Holding down a certain button during the reboot initiates a diagnostic mode. Scanning the hex code with one finger, I read what is happening in the mind of my gentle friend. Then, with a couple of button presses, I send the boxy machine into an alternate boot mode.
A safe mode.
Lying on my belly on top of the machine, I cautiously peek over the front edge. The intention light blossoms into a soft green glow. That is very good, but there isn’t much time. I slide off the back of the mailbot, slip my sandals back on, and gesture at the bot.

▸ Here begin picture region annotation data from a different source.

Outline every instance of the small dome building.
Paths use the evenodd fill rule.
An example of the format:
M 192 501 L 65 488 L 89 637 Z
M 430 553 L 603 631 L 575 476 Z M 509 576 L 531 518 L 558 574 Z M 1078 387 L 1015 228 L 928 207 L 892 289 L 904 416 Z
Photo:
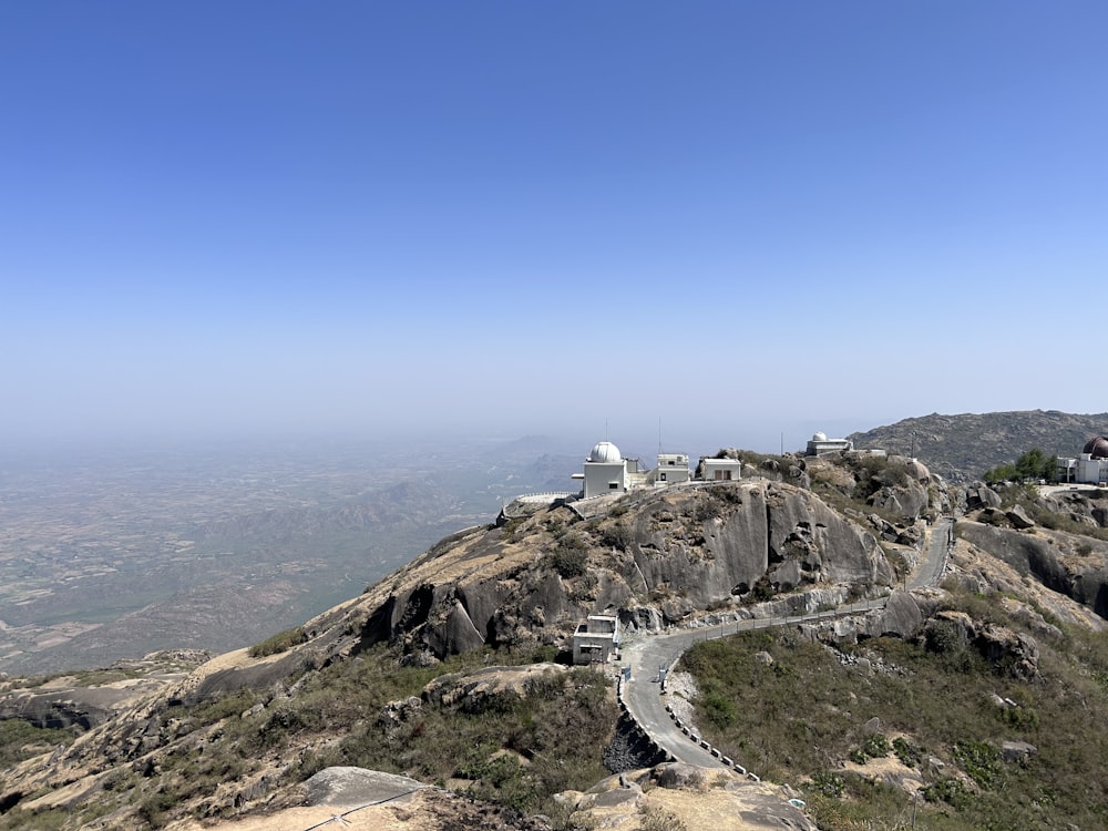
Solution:
M 602 464 L 608 464 L 613 462 L 623 462 L 623 456 L 619 454 L 619 448 L 609 441 L 601 441 L 596 443 L 593 451 L 588 454 L 588 461 L 599 462 Z
M 1108 459 L 1108 437 L 1097 435 L 1089 439 L 1081 452 L 1088 453 L 1089 459 Z

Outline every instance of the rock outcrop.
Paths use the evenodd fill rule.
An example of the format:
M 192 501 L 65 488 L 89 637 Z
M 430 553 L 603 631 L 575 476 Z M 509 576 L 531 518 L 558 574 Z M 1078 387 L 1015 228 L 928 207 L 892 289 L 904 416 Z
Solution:
M 765 481 L 670 488 L 587 520 L 557 507 L 455 536 L 363 598 L 372 611 L 360 637 L 443 657 L 558 643 L 588 614 L 675 623 L 753 593 L 892 581 L 873 534 L 811 492 Z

“Follow me, Yubin-kun,” I whisper.
After an unnerving second, the machine complies. It whirs along as I scamper back down the hallway to my room. I must return to where Mikiko waits, slumbering. Behind me, the elevator doors slam shut. Do I sense anger in them?
Speakers chime at us as we creep down the hall.
Ba-tong. Ba-tong.
“Attention,” says a pleasant female voice. “There is an emergency. All occupants are pleased to evacuate the building immediately.”
I pat my new friend on its back and hold the door as we continue into my room. This announcement certainly cannot be trusted. Now I understand. The minds of the machines have chosen evil. They have set their wills against me. Against all of us.
Mikiko lies on her back, heavy and unresponsive. In the hallway, sirens chirp and lights flash. Everything here is ready. My tool belt is snapped on. A small jug of water hangs from my side. I even remember to put on my warm hat, the flaps pulled snugly over my ears.
But I cannot bring myself to wake my darling—to bring her online.